Here, too, there is something for everyone. The British antitrust authority, the CMA, has, for example, put Ticketmaster in its crosshairs for its dynamic pricing of tickets, the automatic mechanism that raises the price of tickets as demand increases and availability decreases. According to the investigation opened a year ago, Ticketmaster may have violated the UK Consumer Protection Act by selling 'platinum' tickets at almost 2.5 times the standard price, without explaining to the public that they did not carry any additional benefit. And since the ticketing platform allegedly failed to provide satisfactory answers, it is not ruled out at this point that the CMA could drag it into court.

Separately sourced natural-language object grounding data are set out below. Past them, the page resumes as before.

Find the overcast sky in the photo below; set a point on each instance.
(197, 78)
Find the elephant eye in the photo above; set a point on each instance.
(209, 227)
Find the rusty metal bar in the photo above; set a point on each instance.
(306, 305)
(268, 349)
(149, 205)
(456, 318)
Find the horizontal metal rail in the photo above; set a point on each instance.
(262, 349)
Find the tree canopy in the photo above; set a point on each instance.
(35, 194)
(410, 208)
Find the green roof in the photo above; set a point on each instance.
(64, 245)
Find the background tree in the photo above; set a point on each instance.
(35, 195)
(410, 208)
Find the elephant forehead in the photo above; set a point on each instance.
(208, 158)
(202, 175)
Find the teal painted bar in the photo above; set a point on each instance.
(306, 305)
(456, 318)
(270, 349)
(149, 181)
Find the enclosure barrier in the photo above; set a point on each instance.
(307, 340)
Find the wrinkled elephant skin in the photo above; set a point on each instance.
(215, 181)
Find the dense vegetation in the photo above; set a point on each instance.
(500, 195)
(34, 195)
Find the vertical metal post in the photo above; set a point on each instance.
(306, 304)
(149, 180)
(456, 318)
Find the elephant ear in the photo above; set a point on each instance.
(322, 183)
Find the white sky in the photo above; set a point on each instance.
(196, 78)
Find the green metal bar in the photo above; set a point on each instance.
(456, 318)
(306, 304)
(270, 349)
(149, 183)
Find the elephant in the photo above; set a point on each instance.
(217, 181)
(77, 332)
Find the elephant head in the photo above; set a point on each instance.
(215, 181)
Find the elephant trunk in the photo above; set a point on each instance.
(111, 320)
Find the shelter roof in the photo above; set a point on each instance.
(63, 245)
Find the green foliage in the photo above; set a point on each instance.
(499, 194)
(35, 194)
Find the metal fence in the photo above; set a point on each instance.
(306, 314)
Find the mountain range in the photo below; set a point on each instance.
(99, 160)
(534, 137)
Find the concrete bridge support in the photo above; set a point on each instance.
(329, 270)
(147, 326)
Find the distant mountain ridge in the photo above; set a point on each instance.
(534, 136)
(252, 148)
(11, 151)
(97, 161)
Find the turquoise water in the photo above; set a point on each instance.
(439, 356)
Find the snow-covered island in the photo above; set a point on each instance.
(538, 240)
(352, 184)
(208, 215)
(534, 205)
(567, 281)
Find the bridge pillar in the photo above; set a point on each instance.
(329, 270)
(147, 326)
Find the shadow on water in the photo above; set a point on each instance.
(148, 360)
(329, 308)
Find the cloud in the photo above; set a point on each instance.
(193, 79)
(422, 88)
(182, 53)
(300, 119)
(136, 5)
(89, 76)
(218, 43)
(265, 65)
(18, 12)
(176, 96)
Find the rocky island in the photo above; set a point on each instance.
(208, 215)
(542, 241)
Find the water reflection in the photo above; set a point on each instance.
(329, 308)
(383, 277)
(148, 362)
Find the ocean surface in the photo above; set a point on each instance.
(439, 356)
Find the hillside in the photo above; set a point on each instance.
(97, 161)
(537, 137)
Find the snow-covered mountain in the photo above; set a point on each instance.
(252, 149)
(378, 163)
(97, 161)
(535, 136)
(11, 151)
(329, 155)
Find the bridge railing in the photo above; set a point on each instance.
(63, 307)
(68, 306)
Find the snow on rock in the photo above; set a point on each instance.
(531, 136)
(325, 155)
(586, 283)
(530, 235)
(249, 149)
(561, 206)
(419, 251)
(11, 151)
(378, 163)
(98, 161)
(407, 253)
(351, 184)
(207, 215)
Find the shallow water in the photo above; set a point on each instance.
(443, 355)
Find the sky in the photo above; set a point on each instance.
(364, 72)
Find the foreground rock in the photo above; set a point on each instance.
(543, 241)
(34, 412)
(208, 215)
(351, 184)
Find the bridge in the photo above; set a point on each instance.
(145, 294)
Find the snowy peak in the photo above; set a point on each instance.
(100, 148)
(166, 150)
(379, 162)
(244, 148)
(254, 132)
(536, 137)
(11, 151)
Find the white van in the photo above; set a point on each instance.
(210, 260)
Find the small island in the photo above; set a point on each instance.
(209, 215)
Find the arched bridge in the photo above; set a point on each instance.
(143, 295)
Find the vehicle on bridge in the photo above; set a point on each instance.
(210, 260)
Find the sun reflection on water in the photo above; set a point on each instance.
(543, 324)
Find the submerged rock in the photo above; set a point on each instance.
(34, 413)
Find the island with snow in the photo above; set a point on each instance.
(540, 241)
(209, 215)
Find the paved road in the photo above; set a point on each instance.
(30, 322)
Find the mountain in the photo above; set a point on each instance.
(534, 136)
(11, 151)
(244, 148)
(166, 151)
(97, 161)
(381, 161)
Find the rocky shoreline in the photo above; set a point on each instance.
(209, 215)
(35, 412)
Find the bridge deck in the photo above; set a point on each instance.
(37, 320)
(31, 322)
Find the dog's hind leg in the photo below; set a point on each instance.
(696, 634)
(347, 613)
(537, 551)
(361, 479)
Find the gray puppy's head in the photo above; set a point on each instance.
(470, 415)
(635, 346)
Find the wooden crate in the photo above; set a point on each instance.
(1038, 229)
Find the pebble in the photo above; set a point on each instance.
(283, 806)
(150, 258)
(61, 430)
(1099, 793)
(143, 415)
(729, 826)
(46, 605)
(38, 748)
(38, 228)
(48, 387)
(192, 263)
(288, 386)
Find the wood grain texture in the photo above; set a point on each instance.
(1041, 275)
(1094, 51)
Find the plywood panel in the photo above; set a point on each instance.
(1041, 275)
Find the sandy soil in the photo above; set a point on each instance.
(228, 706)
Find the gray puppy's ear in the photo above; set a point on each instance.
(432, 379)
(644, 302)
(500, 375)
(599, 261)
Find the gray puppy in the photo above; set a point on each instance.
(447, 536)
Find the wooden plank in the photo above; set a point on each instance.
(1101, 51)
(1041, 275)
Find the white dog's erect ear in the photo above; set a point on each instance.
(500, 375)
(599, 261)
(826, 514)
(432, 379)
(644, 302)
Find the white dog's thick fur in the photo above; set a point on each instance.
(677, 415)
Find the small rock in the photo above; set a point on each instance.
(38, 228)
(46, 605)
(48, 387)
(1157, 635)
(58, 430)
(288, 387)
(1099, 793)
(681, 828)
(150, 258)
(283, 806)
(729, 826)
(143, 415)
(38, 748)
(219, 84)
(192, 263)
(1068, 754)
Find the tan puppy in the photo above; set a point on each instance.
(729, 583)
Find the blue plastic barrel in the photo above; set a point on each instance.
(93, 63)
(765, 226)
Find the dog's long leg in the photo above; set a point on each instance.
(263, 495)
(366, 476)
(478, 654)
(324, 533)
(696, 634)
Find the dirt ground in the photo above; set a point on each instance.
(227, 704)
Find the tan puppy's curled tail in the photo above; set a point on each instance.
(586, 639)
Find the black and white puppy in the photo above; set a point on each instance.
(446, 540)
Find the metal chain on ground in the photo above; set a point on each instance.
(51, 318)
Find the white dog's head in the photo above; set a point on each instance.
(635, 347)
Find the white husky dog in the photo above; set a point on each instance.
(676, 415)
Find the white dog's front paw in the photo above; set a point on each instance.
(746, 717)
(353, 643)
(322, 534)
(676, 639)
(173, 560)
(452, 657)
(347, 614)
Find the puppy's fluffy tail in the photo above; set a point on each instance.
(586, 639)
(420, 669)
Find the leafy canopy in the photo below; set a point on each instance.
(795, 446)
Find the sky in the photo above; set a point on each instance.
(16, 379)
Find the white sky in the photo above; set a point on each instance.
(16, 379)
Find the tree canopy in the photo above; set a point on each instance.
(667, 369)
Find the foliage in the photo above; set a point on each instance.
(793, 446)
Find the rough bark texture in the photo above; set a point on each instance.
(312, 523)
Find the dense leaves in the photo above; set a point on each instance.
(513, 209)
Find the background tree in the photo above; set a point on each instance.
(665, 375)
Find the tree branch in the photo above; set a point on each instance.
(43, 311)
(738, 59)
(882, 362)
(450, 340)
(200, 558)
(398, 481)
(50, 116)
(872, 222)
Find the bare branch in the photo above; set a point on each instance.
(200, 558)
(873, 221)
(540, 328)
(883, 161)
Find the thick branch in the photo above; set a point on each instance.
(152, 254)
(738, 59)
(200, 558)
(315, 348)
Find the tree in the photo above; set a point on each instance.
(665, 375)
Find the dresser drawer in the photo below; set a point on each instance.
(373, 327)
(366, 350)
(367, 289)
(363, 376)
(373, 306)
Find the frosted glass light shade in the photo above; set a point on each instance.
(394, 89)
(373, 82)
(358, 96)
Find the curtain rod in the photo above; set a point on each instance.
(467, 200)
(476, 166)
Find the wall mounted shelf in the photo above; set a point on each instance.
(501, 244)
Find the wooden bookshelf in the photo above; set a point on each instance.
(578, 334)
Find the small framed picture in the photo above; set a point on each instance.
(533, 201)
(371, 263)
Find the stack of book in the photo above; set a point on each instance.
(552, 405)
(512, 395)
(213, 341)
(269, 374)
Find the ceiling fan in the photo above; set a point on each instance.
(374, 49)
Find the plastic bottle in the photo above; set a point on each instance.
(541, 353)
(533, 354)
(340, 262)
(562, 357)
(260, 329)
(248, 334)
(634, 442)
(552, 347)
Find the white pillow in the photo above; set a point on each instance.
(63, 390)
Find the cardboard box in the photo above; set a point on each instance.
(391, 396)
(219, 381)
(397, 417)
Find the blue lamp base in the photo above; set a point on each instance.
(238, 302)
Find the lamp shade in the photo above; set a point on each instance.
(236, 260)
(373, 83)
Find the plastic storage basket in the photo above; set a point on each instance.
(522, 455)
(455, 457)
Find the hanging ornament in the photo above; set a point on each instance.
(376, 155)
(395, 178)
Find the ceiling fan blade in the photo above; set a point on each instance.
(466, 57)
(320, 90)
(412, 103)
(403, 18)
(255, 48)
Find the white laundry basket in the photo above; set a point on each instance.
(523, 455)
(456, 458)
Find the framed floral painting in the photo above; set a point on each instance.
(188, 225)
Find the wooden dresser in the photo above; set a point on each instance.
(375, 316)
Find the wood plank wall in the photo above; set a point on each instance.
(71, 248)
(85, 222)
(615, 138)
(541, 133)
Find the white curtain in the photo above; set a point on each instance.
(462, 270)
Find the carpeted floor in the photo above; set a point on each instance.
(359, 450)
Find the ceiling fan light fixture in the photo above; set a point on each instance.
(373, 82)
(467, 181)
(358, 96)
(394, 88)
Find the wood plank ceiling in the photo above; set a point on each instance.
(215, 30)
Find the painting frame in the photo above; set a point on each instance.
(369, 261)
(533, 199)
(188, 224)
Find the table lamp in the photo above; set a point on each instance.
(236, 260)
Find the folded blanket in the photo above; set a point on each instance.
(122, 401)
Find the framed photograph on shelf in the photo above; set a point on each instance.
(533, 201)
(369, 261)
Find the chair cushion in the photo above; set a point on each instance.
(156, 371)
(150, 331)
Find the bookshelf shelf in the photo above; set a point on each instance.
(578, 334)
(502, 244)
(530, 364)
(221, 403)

We could talk about the phantom 'duration' of the reunion concerts which, as per the previews, opens with Hello and closes with Champagne Supernova for an hour, 23 songs for a couple of hours total duration, but you know that the highlights of the greatest British band from 1994 to 1997 more or less are. So much for those who would have paid up to £2,500 to go.
We could say everything and the opposite of everything, if it were not that, in this torrid Italian summer of controversy about cancelled tours and fake sold out shows, two comedians, Valerio Lundini and Edoardo Ferrario, have said the final word. In In & Out, the new Sky format, they respectively impersonate Noel and Liam Gallagher engaged in phantom remote conference calls to prepare for the reunion. Various humanity is in it - managers, promoters, press offices, social media editors, the Fabi, the Milene, the Pamele - and all the vices of the contemporary music business.